The New York Stock Exchange, a crucial part of the financial system, must be able to survive a disaster. That includes damage to the exchange trading floor at 11 Wall Street. The tight security at the exchange - one of the most powerful symbols of our market-based economy - has become even tighter since September 11 last year. However, the guards, barricades, checkpoints, and surveillance equipment are not enough.

The Big Board, recognizing this, has been making plans to develop an off-site trading floor. It could also count on Nasdaq and the regional exchanges to help out at a time of crisis. However, storing a second trading floor in mothballs may not be the only answer. An adequate backup must satisfy three criteria. First, the system must be electronic and not present a physical target. Second, traders both on and off the floor must be thoroughly familiar with the system. This requires that it is used on a daily basis under normal conditions. Third, the system must not interfere with the daily operations of the NYSE's regular market.

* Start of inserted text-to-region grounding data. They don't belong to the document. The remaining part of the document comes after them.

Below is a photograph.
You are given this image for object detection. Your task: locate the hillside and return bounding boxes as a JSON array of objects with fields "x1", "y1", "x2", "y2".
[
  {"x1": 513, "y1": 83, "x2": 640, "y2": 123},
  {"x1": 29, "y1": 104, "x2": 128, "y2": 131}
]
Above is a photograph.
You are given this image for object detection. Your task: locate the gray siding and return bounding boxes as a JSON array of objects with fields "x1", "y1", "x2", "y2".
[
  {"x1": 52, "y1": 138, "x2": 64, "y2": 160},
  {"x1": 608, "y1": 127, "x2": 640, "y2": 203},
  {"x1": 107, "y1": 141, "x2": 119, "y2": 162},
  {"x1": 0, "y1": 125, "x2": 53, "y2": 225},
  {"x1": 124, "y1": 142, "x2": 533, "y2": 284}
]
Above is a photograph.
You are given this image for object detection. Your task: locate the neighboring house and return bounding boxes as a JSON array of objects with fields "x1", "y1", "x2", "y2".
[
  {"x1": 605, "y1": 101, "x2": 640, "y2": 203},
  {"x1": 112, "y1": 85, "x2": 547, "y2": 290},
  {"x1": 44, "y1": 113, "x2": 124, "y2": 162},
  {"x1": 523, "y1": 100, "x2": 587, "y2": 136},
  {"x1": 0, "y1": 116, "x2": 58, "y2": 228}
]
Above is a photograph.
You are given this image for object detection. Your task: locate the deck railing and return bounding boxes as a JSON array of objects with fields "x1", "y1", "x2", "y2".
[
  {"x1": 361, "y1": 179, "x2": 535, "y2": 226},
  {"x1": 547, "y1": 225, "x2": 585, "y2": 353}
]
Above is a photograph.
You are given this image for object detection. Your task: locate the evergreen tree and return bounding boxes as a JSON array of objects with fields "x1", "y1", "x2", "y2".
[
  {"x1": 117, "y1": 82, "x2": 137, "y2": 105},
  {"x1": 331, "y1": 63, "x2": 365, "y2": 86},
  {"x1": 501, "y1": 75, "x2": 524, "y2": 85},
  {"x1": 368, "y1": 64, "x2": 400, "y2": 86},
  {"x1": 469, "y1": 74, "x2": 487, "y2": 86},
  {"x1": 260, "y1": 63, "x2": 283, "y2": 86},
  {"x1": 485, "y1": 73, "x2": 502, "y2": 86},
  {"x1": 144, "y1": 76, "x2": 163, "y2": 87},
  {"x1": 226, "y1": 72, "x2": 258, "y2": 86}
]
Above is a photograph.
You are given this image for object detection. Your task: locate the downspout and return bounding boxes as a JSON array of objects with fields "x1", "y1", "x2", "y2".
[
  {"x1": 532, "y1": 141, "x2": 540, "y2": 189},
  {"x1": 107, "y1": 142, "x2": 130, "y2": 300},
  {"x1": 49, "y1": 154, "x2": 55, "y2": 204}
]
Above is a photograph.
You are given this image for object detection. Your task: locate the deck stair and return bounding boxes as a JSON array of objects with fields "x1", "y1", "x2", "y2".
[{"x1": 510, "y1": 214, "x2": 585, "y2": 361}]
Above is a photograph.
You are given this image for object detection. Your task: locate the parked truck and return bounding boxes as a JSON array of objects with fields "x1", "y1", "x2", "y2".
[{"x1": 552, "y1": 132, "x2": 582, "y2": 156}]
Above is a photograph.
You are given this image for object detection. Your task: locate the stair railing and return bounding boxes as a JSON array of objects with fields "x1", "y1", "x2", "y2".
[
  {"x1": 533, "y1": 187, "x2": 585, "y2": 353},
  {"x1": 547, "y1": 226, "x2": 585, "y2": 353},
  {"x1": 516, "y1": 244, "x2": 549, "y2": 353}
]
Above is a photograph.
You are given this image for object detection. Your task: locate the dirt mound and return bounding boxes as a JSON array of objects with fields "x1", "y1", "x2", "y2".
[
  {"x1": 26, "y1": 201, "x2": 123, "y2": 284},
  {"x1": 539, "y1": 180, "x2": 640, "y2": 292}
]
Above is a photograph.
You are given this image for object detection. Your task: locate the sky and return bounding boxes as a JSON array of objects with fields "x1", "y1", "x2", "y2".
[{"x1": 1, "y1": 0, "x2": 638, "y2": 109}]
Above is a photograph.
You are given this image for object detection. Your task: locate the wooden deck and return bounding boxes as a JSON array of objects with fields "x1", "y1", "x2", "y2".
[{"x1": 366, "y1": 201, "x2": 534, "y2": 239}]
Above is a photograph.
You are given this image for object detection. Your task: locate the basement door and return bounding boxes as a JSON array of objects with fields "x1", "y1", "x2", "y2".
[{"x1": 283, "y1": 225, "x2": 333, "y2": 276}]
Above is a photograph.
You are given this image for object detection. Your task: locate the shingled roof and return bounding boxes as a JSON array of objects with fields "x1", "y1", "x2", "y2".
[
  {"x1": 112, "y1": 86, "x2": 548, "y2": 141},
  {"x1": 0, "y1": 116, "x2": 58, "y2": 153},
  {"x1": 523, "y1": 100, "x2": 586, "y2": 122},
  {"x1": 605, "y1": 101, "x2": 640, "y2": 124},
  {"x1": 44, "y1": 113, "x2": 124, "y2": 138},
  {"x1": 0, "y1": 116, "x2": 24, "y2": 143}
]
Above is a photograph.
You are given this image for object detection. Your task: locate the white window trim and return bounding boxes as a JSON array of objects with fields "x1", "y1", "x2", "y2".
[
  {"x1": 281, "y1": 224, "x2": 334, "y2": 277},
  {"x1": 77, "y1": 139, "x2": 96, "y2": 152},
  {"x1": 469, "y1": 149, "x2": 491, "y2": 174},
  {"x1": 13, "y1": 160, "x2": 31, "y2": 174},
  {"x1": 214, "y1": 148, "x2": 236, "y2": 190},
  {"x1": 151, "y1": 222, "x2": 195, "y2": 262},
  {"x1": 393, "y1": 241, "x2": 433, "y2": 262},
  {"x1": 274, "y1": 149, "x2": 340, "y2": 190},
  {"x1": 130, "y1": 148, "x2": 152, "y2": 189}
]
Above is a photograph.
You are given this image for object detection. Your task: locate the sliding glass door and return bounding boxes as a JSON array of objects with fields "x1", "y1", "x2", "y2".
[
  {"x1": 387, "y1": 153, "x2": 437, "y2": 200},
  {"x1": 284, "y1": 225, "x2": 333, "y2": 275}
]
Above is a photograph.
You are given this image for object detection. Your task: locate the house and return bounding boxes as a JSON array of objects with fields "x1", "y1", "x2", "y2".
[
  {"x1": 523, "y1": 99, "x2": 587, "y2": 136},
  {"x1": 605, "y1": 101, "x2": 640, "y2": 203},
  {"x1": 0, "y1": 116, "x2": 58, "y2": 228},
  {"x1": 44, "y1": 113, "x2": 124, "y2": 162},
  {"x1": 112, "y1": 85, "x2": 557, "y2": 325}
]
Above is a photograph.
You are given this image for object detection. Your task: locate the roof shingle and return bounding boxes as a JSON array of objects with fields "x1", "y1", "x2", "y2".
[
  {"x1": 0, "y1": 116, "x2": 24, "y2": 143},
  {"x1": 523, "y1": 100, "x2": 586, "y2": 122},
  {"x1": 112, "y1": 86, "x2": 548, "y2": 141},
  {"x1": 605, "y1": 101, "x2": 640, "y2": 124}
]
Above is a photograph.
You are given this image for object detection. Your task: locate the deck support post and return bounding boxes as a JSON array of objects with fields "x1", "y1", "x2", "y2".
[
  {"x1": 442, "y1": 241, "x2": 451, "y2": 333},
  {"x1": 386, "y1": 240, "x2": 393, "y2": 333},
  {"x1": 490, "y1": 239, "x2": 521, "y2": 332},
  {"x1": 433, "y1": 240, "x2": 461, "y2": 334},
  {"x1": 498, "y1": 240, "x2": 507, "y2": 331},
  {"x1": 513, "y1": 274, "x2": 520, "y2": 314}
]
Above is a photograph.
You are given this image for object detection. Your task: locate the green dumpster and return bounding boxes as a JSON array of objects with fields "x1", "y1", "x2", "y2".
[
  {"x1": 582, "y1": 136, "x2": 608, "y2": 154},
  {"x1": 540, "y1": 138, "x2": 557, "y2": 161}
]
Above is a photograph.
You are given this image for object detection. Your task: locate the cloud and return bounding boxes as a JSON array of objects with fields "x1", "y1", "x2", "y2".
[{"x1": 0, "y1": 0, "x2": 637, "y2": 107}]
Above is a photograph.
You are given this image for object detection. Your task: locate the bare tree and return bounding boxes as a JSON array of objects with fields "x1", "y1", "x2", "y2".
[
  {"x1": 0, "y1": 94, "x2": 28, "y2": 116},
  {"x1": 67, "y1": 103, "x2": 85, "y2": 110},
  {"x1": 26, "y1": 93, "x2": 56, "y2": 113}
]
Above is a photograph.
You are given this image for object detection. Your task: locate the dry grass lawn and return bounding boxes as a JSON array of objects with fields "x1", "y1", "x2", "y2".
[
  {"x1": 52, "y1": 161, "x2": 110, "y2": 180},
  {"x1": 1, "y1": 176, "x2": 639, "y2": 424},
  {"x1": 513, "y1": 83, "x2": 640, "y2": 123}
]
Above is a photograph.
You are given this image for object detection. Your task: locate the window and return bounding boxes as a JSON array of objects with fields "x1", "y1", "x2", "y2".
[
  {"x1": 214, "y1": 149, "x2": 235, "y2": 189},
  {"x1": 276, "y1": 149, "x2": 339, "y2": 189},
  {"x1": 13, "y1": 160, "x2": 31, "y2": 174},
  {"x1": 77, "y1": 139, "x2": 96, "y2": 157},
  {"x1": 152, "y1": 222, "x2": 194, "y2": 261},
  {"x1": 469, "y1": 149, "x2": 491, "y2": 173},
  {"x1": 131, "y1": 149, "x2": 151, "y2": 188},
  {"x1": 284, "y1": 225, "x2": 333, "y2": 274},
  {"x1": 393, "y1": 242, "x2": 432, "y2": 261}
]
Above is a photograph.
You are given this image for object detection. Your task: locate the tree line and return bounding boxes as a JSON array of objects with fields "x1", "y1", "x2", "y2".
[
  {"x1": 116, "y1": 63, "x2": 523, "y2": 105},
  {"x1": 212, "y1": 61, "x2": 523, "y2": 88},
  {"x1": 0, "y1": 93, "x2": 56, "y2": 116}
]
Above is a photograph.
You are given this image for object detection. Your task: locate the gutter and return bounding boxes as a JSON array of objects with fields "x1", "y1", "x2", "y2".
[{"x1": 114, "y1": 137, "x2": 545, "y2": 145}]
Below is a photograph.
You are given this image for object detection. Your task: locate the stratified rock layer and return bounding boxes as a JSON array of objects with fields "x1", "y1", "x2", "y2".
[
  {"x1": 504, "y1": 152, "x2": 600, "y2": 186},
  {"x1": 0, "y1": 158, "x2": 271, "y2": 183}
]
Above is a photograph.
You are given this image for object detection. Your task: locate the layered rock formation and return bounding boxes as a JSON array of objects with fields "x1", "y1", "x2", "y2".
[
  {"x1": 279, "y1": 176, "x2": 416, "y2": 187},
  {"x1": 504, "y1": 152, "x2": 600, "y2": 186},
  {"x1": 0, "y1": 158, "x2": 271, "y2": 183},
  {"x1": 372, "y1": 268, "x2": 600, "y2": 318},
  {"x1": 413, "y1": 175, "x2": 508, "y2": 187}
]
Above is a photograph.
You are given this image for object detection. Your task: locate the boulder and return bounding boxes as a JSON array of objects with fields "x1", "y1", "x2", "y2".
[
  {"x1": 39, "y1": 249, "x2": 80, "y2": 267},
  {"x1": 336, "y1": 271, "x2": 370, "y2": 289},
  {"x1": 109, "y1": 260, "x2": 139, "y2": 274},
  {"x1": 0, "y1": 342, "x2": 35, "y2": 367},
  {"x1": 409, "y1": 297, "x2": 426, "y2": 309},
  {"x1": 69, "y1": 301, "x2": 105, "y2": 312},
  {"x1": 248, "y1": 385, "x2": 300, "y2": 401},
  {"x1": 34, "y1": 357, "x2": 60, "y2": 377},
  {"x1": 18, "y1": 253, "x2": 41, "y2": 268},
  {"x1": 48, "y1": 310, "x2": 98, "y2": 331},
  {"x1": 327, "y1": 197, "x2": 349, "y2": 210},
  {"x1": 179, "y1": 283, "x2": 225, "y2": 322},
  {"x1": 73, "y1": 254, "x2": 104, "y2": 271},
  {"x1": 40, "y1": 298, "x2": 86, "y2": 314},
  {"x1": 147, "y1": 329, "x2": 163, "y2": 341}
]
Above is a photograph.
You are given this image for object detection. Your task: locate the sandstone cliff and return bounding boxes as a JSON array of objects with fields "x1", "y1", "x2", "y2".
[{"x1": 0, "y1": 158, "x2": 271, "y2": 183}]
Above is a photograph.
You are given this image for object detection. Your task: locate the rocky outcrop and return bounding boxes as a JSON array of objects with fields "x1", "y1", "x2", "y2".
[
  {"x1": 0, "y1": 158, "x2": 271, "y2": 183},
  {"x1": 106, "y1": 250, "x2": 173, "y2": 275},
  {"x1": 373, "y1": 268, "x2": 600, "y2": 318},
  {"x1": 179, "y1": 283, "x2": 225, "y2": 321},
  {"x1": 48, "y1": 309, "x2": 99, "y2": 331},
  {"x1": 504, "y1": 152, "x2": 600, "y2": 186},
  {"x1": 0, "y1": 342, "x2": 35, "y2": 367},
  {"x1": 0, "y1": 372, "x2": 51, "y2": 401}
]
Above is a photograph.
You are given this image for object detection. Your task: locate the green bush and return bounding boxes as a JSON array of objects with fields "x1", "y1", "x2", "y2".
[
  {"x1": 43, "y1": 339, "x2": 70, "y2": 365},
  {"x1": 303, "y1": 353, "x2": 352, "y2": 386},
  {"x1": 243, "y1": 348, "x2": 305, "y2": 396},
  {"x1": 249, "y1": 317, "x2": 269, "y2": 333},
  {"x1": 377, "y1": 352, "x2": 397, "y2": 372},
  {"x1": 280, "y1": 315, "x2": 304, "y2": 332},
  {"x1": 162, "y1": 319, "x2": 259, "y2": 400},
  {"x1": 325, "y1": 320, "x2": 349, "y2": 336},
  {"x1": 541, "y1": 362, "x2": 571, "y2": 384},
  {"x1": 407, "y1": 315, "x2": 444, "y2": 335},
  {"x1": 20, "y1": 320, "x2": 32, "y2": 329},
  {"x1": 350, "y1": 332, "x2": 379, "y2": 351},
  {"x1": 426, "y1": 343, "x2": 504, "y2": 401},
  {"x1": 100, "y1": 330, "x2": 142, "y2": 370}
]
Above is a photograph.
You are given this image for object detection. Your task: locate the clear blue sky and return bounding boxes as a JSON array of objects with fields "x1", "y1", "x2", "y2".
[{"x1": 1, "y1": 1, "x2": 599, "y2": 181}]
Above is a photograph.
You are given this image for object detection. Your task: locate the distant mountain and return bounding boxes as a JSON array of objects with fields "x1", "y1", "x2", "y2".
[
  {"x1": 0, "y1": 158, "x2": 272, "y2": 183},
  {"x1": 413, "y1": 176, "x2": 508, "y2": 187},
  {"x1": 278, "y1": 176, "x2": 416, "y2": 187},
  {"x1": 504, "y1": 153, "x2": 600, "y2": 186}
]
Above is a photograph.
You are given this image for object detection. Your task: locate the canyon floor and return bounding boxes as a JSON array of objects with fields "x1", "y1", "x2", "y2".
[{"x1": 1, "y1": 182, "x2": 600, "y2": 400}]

Is there a trading facility that could satisfy all three of these criteria? Yes, there is. An excellent backup would be an electronic call auction, a facility that is being used to open and to close markets by many exchanges around the world, including the exchanges in London, Paris, and Frankfurt. The NYSE does open trading with a call auction, but its call is not fully electronic. The exchange uses no formal call procedure at the close of its trading day.

The electronic calls are floorless, and thus provide no physical target. The NYSE could run these electronic auctions on a daily basis to open and to close the markets for its listed securities, and thus participants would remain familiar with the procedure. And, with its use restricted to the open and the close, the calls would not interfere with the operations of the exchange's regular market.

Call auctions are commonly used elsewhere in the U.S. For instance, at art auctions buyers and sellers come together at pre-announced times to establish prices and to trade. Let the item auctioned be shares of XYZ stock. Assume you want to buy 100 shares of XYZ at any price up to $50 a share; that I want to sell 200 shares of XYZ at any price down to $49 and that, shortly before 9:30 a.m., we both submit our orders to the opening call. In the auction, our orders are pooled together with those of others for a multilateral execution, at a single price, at this predetermined point in time.